I was reading about PLATO a lot yesterday (see Beyond overstrike); the PLATO IV terminal designed in 01970 had a relatively simple control system, executing a series of 21-bit words received over a 1200-baud serial line from the computer center. It included line-drawing and character-painting hardware, but because its gas-plasma panel display screen had inherent memory, it didn’t need a framebuffer; the screen could be painted as slowly as necessary. And the terminal wasn’t programmable at all; it was just a puppet of the supercomputer in the computer center. If it detected a parity error, it would stop processing and signal the error back to the supercomputer, which would then retransmit the operation stream from the point of the error. Keystroke handling was all done on the supercomputer.
Although such terminals were replaced by personal computers in the late 01970s and early 01980s, as I understand it, a similar sort of instruction-stream-executing setup is applied by modern cellphone LCD panels, is used by the “threads” in a GPU “warp” or “wavefront”, and was used by the processors in early Connection Machines, which had predication but no separate control. The LCD panels do function as puppets of the CPU (or perhaps GPU), bringing about a predetermined result like the PLATO terminals, but in the other cases there is local data that computes a different result on each processor.
An interesting question to me is this: what’s the smallest amount of additional local control you could add to such a system to make it more powerful?

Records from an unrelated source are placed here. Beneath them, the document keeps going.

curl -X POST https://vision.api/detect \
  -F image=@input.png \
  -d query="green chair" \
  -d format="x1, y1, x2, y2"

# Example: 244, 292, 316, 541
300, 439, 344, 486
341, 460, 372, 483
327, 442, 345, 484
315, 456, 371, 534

Often such a system needs a current-instruction register, into which it periodically clocks another instruction from the incoming instruction stream. The simplest form of control would be to conditionally not do that, instead remaining with the already-received instruction, executing it a second time. But this needs some kind of termination bit computed somehow, or entering such a repetition mode would be permanent. A repetition-count field of 3–7 bits in the instruction word is one approach, perhaps coupled with some kind of chip-select line that allows you to load a repeated instruction into one such executor, and then while it is running, into another, and so on.
In other cases, the execution unit needs to buffer a sequence of recently received instructions, such as 8 or 16, in a small dual-ported FIFO, which it maintains an execution index into, perhaps lagging behind the incoming instruction stream. A backward-jump instruction can then set up a loop. In such a case, the looping and overwriting need not be conditional, as in the previous case; the looping can simply continue until the loop gets overwritten, though reliably synchronizing this with the loop execution could be tricky.